Please explain “hot mess” in: The situation is, well, a hot mess.


My comments:

The situation where?

The situation in Gaza?

Let’s take the situation in Gaza as an example anyway. If you have been following the news, you’ll understand that the situation there is indeed a hot mess, meaning messy, chaotic and out of control.

As of now, at the time of writing, Hamas and Israel are entering a ceasefire for a few days during which Hamas will release a number of hostages in exchange for an Israeli release of a number of Hamas prisoners.

We hope peace will return as soon as possible but the situation remains grave and messy, not at all clear.

It remains a hot mess.

Hot mess?

“Hot mess” originates from the kitchen, as a matter of fact. Per Merriam-Webster.com:

The term hot mess originally referred to a mess that was literally hot – mess in this case being related to the kind served in a mess hall. Before it was anything else, mess was a word for a quantity of food. (It traces back to the Late Latin missus, meaning “course at a meal.”) Later it referred to a prepared dish of specifically soft food. And a hot mess was originally a hot dish of such food.

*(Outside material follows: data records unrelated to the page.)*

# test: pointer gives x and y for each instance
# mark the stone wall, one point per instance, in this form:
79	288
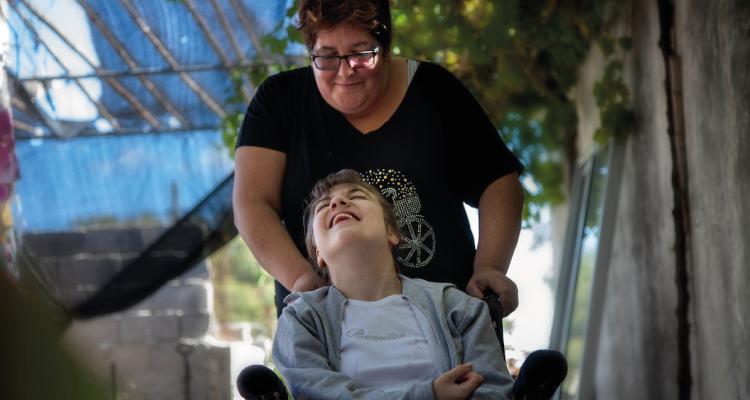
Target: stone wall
155	350
638	348
713	41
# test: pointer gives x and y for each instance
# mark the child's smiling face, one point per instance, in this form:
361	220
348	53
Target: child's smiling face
346	215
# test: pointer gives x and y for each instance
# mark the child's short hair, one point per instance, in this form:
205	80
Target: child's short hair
323	188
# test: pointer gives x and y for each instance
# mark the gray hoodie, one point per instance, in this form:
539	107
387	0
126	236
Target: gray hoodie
307	343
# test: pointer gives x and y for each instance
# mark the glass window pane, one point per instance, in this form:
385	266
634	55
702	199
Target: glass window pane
584	274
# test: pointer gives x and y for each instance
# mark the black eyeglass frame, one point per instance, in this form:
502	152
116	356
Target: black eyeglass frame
347	57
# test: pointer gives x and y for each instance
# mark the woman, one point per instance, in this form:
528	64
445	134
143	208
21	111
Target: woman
411	129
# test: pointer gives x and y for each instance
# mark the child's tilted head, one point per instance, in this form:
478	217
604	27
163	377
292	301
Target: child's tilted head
344	197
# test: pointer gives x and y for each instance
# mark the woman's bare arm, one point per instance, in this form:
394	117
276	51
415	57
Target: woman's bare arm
259	173
500	209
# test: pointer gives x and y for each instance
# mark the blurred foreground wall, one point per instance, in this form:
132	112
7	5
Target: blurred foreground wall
639	353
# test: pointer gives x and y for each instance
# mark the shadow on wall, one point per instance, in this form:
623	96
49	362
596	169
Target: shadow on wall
34	365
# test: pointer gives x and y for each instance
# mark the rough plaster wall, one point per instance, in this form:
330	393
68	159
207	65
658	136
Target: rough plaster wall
637	356
713	41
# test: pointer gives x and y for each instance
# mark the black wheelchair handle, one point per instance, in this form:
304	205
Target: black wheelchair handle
495	307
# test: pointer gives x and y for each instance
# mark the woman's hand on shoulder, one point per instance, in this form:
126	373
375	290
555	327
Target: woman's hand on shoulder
492	278
307	281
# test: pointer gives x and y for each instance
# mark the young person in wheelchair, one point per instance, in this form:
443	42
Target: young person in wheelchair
374	333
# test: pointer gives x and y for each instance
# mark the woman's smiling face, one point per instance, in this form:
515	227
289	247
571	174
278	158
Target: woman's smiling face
347	214
352	91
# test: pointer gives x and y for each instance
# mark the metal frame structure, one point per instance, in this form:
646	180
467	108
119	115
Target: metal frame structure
211	20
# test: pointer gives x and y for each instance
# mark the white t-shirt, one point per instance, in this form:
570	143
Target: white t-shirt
383	343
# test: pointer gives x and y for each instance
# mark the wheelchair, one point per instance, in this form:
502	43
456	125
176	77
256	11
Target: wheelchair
538	379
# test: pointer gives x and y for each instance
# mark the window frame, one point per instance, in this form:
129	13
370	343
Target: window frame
580	204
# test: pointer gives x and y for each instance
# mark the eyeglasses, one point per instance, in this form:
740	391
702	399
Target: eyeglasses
355	60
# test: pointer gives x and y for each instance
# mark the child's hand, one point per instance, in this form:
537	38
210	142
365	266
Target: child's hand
458	383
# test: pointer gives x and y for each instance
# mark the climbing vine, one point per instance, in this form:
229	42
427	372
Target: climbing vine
519	58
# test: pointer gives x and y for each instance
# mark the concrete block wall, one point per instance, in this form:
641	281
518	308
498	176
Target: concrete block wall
157	349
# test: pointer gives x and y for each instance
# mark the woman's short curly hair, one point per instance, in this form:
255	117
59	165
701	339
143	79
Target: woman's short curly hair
374	16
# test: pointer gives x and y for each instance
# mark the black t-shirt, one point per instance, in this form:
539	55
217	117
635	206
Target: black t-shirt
436	152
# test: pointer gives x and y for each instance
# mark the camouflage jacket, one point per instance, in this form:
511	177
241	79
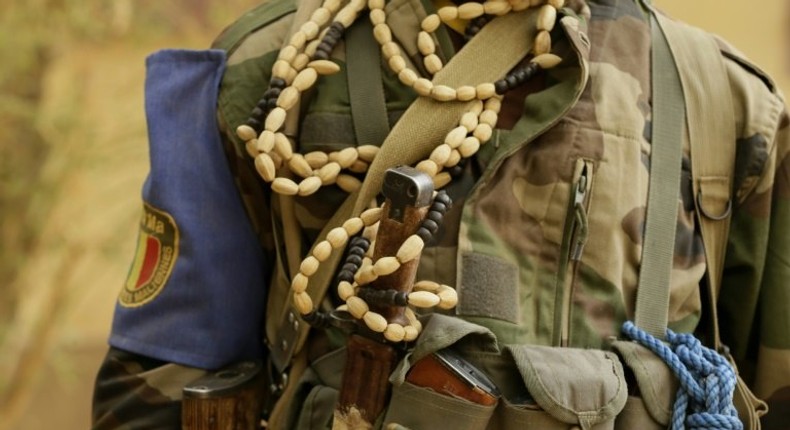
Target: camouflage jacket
511	245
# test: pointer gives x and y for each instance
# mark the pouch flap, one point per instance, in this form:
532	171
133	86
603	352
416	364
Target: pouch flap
576	386
657	384
440	332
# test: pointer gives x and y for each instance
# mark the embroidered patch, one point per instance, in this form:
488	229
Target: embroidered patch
157	250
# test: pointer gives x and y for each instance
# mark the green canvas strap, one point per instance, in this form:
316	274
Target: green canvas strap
365	91
711	133
652	299
414	136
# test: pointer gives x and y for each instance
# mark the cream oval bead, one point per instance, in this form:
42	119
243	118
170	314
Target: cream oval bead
316	159
423	87
483	132
329	173
305	79
456	137
448	298
377	16
408	77
427	286
265	167
285	186
448	13
370	216
469	121
322	251
386	265
410	333
542	43
382	33
410	249
309	186
397	63
345	290
489	117
299	165
348	183
394	333
425	43
441	180
357	307
375	322
303	302
275	119
288	98
282	145
337	237
324	67
359	166
367	152
309	266
246	133
470	10
298	40
440	154
431	23
353	226
485	90
466	93
429	167
299	283
251	149
443	93
547	17
423	299
301	61
469	147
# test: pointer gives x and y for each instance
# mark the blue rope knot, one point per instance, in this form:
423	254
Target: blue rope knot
707	380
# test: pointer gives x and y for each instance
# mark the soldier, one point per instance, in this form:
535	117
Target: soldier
257	143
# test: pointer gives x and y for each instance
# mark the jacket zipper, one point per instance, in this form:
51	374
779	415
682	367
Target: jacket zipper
574	239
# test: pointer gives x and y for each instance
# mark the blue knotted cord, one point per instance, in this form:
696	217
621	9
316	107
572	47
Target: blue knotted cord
707	380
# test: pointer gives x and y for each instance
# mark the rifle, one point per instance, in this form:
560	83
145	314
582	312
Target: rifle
370	358
228	399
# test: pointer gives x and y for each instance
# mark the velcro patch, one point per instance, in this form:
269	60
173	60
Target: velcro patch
157	251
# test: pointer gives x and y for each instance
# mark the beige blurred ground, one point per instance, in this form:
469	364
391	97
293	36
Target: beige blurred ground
74	155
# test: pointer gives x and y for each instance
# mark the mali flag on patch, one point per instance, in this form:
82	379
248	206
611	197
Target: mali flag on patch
157	250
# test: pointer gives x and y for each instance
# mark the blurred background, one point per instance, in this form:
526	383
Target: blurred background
73	157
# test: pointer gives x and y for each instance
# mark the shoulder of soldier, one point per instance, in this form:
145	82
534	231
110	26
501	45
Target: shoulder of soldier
268	21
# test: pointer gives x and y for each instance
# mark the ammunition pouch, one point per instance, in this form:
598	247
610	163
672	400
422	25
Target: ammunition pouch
542	387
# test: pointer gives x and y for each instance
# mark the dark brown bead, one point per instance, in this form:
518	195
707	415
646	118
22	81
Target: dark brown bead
431	225
501	87
278	83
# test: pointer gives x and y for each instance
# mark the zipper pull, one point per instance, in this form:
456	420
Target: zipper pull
580	223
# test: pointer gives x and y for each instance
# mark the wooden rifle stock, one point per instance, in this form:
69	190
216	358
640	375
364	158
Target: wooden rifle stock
370	359
229	399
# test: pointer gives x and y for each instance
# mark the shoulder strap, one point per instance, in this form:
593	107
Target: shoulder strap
412	138
711	136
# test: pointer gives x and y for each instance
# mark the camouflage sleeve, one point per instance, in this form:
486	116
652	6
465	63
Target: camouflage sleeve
754	301
134	392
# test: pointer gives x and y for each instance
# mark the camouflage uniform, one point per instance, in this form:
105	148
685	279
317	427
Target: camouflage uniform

Picture a bowl of hot soup of a mixture of things, meat, beans, vegetable, anything and everything. Such a bowl can look unpleasant and taste bad. If so, then this thick, gloppy and hot thing is literally a hot mess.

From here comes the figurative meaning of hot mess, hot, as in tense, and messy, as in dirty, disorderly.

The situation of Gaza is a hot mess because there is a hot war is going on and because the humanitarian crisis is devastating and out of control. Here, “hot” can be seen as descriptive of an open, all out, fierce and fiery military confrontation while “mess” describes all that’s in chaos and disarray.

We’re here to talk, in the main, about the meaning of “hot mess”, but we hope peace will, somehow, return to Gaza soon.

“Hot mess” can also be used to describe a person, by the way, if that person is in a state of mess and confusion mentally or if they are plunged into messy and muddy relationships. If they personally are hot, as in attractive, then all the better. They’re really a hot mess, that is, hot but disorderly, unable to keep it together.

All right, here are media examples of “hot mess”:


1. To conservatives, the mail has become the Democrats’ new Russia, Russia, Russia. But they’re not thrilled that President Donald Trump is obsessed with it, either.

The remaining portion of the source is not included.